Orsay virus

Virus classification
- (unranked): Virus
- Realm: Riboviria
- Kingdom: Orthornavirae
- Phylum: Kitrinoviricota
- Class: Magsaviricetes
- Order: Nodamuvirales
- Family: Nodaviridae
- Virus: Orsay virus

= Orsay virus =

Species of virus

Orsay virus is a positive-sense single-stranded RNA virus that infects Caenorhabditis elegans nematode. It resembles nodaviruses (family Nodaviridae), but has yet to be formally classified.

Orsay virus has a (+)ssRNA genome consisting of two segments, termed RNA1 and RNA2. The RNA1 segment encodes an RNA-dependent RNA polymerase (RdRP) of 982 amino acids. The RNA2 segment has two open reading frames (ORFs) that code for a capsid protein and a non-structural protein with unknown function. The virus is composed of two structural domains, a shell (S) and a protrusion (P) domain.
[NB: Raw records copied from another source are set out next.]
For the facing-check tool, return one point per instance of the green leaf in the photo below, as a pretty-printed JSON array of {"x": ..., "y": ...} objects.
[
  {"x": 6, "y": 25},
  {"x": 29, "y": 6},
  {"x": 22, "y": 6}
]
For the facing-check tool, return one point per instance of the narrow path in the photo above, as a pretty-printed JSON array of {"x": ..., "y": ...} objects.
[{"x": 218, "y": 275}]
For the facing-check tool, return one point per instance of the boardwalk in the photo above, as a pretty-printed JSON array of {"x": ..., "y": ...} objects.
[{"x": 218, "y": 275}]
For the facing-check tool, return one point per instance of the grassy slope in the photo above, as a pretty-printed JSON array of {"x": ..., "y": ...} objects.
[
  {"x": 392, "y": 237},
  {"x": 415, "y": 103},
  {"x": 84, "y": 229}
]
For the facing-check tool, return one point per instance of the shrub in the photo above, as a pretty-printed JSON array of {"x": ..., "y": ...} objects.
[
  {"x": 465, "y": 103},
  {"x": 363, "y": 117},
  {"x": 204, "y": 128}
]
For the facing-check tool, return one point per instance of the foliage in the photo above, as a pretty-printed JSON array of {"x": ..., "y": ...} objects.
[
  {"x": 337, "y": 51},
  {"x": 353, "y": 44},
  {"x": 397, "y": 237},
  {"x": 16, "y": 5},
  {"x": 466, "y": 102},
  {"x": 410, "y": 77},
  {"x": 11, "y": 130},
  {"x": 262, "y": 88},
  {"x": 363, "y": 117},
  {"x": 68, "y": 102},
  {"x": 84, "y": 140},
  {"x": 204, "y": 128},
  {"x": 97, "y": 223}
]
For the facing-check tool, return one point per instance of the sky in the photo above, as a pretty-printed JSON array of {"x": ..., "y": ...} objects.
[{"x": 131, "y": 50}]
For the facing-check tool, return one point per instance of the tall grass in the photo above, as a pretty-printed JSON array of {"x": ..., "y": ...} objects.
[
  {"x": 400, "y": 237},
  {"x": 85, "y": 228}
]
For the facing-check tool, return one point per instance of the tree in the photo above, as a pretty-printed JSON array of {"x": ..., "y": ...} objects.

Orsay virus was discovered in 2011 in Caenorhabditis elegans nematodes in rotting fruit in Orsay, France. Just before the time of the discovery, standardized methods were developed for the wild isolation of nematodes. Using these methods, Caenorhabditis briggsae and C. elegans nematodes were found that displayed abnormalities in the intestines, such as extensive convolutions of the apical intestinal border. The lysate of infected nematodes was added to healthy nematodes, which led to infection. Since for the lysate a filter was used that only allows virus particles to penetrate, this suggested that a virus was the cause of the intestinal abnormalities. Electron microscopy showing viral particles confirmed the role of a virus.

On infection of a susceptible nematode, the viral particles are mainly localized to intestinal cells. The small structure of Orsay virus, its resemblance to the well-studied nodaviruses and its tropism to intestinal cells of C. elegans, together with its lack of infectivity for humans, make Orsay virus a useful virus for studying host–virus interactions.